In our parser, we're trying to figure out if some general purpose data structure is aligned with our narrower range of expected values (example: we're receiving information using a general purpose integer data type; but our narrower expectation is that the integer shall always be positive - thus, roughly half of the space of values that fit in the general purpose data type are "invalid", and need not-on-the-happy-path handling).
In our domain types, we're using a constructor to ensure that some data constraint only needs to be checked once, and the validation within the constructor is a defensive programming technique intended to catch errors in our parsing code.
(Warning: untested pseudo-code written in an imaginary programming language)
class TrustedData:
def __init__(untrustedData):
FailFast.programmerError(...) if not valid(untrustedData)
...
def parsing(untrustedData):
if valid(untrustedData):
happyPath( TrustedData(untrustedData) )
else:
# handle the usual case that we've gotten bad information
# from our untrusted source
What we're really doing in the TrustedData constructor is checking that the programmer who wrote the parsing function did the right thing.
If you look through the older literature, the code in the constructor might look instead like
class TrustedData:
def __init__(untrustedData):
assert valid(untrustedData)
Where the assert line would be completely removed from the production code (ex: in C code, those lines would normally be elided by the preprocessor before the source was passed to the compiler).

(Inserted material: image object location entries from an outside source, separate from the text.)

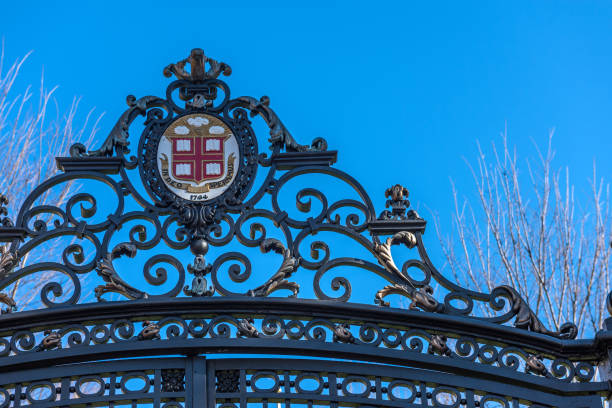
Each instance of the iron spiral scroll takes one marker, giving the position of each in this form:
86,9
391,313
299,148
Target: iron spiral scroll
162,201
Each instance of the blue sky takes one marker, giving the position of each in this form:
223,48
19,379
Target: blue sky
403,90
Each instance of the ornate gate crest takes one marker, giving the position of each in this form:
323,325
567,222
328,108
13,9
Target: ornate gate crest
197,156
197,160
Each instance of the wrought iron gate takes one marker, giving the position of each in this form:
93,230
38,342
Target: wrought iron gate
198,180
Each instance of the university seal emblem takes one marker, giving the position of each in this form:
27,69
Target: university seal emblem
198,157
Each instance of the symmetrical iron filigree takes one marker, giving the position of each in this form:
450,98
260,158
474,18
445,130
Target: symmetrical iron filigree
230,306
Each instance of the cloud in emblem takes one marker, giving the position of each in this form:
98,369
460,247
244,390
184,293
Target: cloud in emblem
197,121
181,130
216,130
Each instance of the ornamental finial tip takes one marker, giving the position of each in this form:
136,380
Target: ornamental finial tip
197,61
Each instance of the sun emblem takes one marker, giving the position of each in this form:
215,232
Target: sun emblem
198,157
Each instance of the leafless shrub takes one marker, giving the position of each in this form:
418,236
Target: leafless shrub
527,226
33,130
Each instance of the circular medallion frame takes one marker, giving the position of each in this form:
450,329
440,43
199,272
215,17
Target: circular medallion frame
225,151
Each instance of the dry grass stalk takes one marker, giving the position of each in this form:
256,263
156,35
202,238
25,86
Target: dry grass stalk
33,130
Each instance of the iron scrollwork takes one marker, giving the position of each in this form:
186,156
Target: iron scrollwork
207,116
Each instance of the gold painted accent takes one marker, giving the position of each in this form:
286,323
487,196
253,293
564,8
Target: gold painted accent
195,189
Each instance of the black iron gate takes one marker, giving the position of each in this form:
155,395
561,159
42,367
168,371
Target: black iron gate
198,181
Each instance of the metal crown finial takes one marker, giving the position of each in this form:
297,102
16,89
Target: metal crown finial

is writing tests for the domain model redundant, and thus be avoided?
Typically, in DDD, the domain model is the thing that's real; it's where the important logic lives, and that's the code that changes regularly as the needs of the business evolve -- so that's an important area to be able to make changes without introducing faults. TDD's twin goals of (a) improving the design so that faults are introduced less frequently and (b) producing tests so that faults are detected both quickly and cost effectively play well here.
But specifically for the case of something like a programmerError detector, the cost benefit ratio of having "tests" is not quite the same as it would be in code that has a lot of branches.
Horses for Courses
is it a sensible choice to test all possible combinations of superstate and substate
From a TDD perspective? Mostly no, in my experience -- you don't typically learn anything interesting about the design by spamming an infinite number of input combinations.
From a testing perspective? Maybe. See "Property Based Testing" in the literature. My experience is that typing-the-same-thing-in-two-places tests aren't especially valuable, and that the cost benefit ratio gets really bad if the answer isn't stable.
At one end of the spectrum you have "the answers are really stable, but we are constantly changing how we calculate them", and at the other end you have "the answers are always changing, but the calculation is always so simple that there are obviously no deficiencies" -- for the latter case, you may have more cost effective alternatives than maintaining a suite of "automated" tests.